SA: As much as we can. We’re all busy, and they go out most weeknights.
CP: They don’t take you?
SA: Their events are almost always work related—dinners with my father’s clients or fund-raisers for my mother’s charities—so there would be no place for me.
CP: Who do you have dinner with when they’re out?
SA: My homework, generally.
CP: It doesn’t bother you to be abandoned?
SA: I don’t feel abandoned. I’m very proud of my parents and the work they do.
CP: What kind of work is that?
SA: My father has a holistic investment practice, and my mother is on the board of several not-for-profit agencies that focus on improving conditions for children living at or below the poverty line.
CP: Here in Detroit?
SA: Yes. Mainly in City Center but wherever the need is greatest.

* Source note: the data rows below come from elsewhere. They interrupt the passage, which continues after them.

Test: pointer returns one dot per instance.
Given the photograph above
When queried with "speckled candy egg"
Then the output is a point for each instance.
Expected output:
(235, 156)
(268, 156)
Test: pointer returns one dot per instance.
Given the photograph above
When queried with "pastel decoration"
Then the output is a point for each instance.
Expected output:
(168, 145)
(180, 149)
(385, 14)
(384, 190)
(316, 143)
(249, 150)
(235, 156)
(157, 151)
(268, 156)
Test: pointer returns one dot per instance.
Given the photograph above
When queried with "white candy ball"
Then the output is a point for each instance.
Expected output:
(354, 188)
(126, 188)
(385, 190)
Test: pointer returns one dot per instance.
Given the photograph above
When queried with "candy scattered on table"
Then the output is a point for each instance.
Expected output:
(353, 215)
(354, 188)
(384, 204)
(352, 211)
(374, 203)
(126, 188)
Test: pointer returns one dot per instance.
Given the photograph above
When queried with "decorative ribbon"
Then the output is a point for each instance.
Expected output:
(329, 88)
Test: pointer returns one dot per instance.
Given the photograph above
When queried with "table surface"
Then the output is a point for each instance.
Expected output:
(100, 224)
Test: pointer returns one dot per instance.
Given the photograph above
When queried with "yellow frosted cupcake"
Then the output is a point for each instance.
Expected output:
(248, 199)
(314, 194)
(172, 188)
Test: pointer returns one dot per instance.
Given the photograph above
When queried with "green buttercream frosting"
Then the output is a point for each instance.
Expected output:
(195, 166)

CP: Does she spend time in City Center?
SA: No, her work is more at the fund-raising and oversight level.
CP: You live in Lower Long Lake. That’s, what, twenty-five minutes from City Center?
SA: I suppose, on the Zipway. I think it’s about thirty miles. On regular streets it would probably take an hour.
CP: Have you ever been there?
SA: A busload of us went on a school photography trip this year to take pictures of the abandoned Barrington Building.
CP: What did you think?
SA: It was an excellent subject for the class.
CP: I meant what did you think of City Center?
SA: Oh. We only drove through. We didn’t really spend time there.
CP: You must have had some observations, even from the window of the bus?